AFSPA provides unlimited powers to security forces to shoot at sight, arrest anybody without a warrant, and carry out searches without consent . All this knowing that they wouldn’t face any legal action for any action undertaken under the act.
The central act was first enforced in Tripura on 16 February, 1997 when terrorism was at its peak in the state, which shares an 856-km border with Bangladesh.
“We have reviewed the situation of the disturbed areas of the state after every six months and also discussed the issue with the state police and other security forces working in the state. They suggested that there was no requirement of the Act now as the insurgency problem has largely been contained,” Mr Sarkar told reporters.

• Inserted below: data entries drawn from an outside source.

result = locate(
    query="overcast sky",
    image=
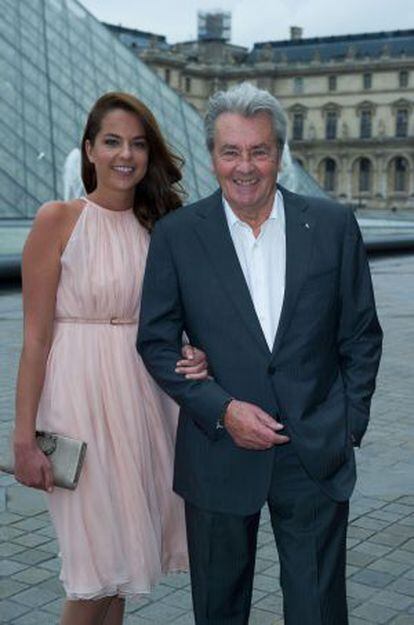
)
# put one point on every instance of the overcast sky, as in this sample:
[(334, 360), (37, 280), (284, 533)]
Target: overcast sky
[(258, 20)]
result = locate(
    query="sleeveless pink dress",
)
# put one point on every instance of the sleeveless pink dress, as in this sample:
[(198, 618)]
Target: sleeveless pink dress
[(123, 527)]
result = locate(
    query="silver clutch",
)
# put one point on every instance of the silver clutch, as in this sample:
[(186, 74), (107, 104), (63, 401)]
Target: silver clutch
[(66, 455)]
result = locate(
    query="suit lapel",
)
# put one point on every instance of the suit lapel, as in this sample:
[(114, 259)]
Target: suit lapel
[(212, 229), (299, 237)]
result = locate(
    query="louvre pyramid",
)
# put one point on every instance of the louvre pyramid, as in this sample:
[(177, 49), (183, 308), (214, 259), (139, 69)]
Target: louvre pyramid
[(56, 59)]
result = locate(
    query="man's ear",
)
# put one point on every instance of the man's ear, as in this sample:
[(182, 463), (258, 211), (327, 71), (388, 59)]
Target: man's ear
[(88, 150)]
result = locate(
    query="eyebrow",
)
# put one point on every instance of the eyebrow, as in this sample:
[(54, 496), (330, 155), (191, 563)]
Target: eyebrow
[(230, 146), (113, 134)]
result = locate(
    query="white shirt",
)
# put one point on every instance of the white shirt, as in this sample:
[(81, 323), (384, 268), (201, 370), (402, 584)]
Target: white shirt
[(263, 262)]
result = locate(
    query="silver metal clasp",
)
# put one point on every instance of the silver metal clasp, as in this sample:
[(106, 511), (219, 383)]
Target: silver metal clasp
[(47, 442)]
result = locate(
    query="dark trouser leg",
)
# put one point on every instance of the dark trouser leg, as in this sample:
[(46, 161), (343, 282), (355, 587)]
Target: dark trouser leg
[(222, 551), (310, 531)]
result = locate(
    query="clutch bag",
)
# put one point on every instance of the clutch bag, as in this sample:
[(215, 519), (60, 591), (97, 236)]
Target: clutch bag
[(65, 454)]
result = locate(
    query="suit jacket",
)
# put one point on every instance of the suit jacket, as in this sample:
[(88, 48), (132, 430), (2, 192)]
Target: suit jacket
[(318, 379)]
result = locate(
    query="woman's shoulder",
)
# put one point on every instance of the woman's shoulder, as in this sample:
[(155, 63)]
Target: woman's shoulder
[(57, 218), (58, 212)]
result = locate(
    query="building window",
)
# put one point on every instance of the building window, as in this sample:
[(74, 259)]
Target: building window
[(329, 175), (400, 174), (298, 126), (367, 80), (331, 124), (298, 84), (364, 183), (366, 124), (403, 78), (332, 83), (401, 126)]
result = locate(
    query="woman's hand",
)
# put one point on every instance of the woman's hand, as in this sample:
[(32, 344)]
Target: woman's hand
[(193, 365), (32, 467)]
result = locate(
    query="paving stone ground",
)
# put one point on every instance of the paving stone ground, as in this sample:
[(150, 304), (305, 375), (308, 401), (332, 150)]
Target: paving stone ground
[(381, 533)]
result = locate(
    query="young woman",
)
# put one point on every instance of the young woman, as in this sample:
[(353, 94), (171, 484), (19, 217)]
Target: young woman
[(80, 374)]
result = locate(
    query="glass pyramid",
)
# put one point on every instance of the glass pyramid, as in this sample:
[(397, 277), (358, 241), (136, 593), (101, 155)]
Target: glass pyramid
[(56, 59)]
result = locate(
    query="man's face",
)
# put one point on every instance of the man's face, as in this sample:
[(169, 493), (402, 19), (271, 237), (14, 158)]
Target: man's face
[(246, 162)]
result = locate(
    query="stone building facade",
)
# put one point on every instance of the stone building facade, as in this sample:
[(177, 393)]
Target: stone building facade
[(349, 100)]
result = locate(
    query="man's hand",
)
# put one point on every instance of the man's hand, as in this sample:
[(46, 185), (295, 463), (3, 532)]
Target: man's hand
[(193, 365), (252, 428)]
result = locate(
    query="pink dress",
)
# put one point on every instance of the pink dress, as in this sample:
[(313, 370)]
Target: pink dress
[(123, 527)]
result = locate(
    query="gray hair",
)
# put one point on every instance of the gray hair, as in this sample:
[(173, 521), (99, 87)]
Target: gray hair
[(247, 100)]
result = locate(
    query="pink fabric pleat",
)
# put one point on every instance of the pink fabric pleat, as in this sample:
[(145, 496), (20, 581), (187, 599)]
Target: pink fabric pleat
[(123, 527)]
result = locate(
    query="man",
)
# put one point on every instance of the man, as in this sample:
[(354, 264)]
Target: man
[(276, 289)]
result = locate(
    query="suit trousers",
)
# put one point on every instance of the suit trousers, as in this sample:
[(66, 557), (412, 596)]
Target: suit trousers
[(310, 533)]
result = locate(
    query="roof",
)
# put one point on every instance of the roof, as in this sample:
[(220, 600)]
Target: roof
[(395, 43)]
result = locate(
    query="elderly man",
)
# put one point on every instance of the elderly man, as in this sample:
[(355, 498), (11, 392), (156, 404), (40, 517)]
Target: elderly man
[(276, 289)]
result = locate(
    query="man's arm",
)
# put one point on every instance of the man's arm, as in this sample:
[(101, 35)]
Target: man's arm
[(160, 335), (359, 333)]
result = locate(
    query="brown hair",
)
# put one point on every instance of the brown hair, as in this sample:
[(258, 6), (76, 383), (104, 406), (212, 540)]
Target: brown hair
[(160, 191)]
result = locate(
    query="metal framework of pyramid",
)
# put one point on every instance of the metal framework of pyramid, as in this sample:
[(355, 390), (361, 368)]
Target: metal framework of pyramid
[(56, 59)]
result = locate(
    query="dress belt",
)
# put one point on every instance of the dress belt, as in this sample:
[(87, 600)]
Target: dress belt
[(112, 321)]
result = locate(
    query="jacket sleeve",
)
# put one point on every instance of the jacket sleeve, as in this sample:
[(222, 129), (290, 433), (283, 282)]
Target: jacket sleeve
[(160, 337), (359, 334)]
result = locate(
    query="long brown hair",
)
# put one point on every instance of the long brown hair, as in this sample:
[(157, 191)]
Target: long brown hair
[(160, 191)]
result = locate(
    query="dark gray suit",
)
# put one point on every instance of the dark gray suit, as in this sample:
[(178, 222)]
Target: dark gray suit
[(318, 380)]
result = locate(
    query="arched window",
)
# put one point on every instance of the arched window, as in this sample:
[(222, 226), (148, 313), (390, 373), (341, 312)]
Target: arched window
[(400, 174), (329, 175), (364, 175)]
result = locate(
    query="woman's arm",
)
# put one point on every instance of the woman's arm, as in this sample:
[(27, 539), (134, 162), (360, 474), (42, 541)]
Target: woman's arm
[(40, 278)]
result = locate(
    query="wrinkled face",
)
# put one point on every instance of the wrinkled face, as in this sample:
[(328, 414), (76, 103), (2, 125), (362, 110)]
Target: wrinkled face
[(246, 161), (119, 152)]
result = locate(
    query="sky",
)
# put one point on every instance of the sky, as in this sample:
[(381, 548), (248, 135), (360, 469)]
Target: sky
[(257, 20)]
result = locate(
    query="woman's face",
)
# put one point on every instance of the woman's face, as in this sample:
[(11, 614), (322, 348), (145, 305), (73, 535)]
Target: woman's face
[(119, 152)]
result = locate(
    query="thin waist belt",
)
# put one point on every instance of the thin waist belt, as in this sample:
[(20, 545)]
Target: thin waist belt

According to a Deccan Herald report, Tripura saw a rapid decline in militancy over the past five years as hundreds of militants surrendered. The ruling Left Front, which has been in power in Tripura since 1993, has been contemplating the withdrawal of the law and had the support from opposition parties like the Congress and BJP, who were also in favour the move.
The report quoted unnamed sources in the Home Ministry as saying that talks on the issue of withdrawal of AFSPA from Tripura had been on for the last few months.
The last six-month extension to AFSPA was given in November 2014, when police had said militants had killed two BSF troopers, a civilian driver and had abducted several people in six different incidents in the state.
However, perhaps the most prominent evidence of the decline of militancy and separatism in Tripura came when the state recorded over 84 percent voter turnout in the 2014 Lok Sabha elections, one of the highest voter turnouts in the country, according to the Election Commission.
On Wednesday, when the state government decided to withdraw the Act, an official with the home department said: “Though the four-and-half-decade-old terrorism has been tamed in Tripura, the state government is always cautious about the terror outfits and their activities.”
The law is in force in four other northeastern states and Jammu and Kashmir.
The states can remove the law without consulting the Centre, say officials.
In Jammu and Kashmir though the political parties across the spectrum want the law scrapped but the recommendation has never gone to the Centre, because the decision has to be taken by a unified command that includes the army.
Civil rights activists have called for repeal of the Act or possible amendments in Sections 4 and 7 of AFSPA, which accord far-reaching powers and legal safeguards to security forces while undertaking counter-terrorism operations.
Section 4 gives security personnel sweeping powers to search premises and make arrests without warrants, “use force, even to extent of causing death”, destroy arms dumps, hideouts and to stop, search and seize any vehicle.
Besides Tripura, AFSPA is also in force in Manipur (excluding the Imphal Municipal Council area), Assam and Nagaland and in the Tirap and Changlang districts of Arunachal Pradesh. Manipur’s human rights activist Irom Sharmila has been on an indefinite hunger strike for over 15 years, demanding the withdrawal of the act in her home state.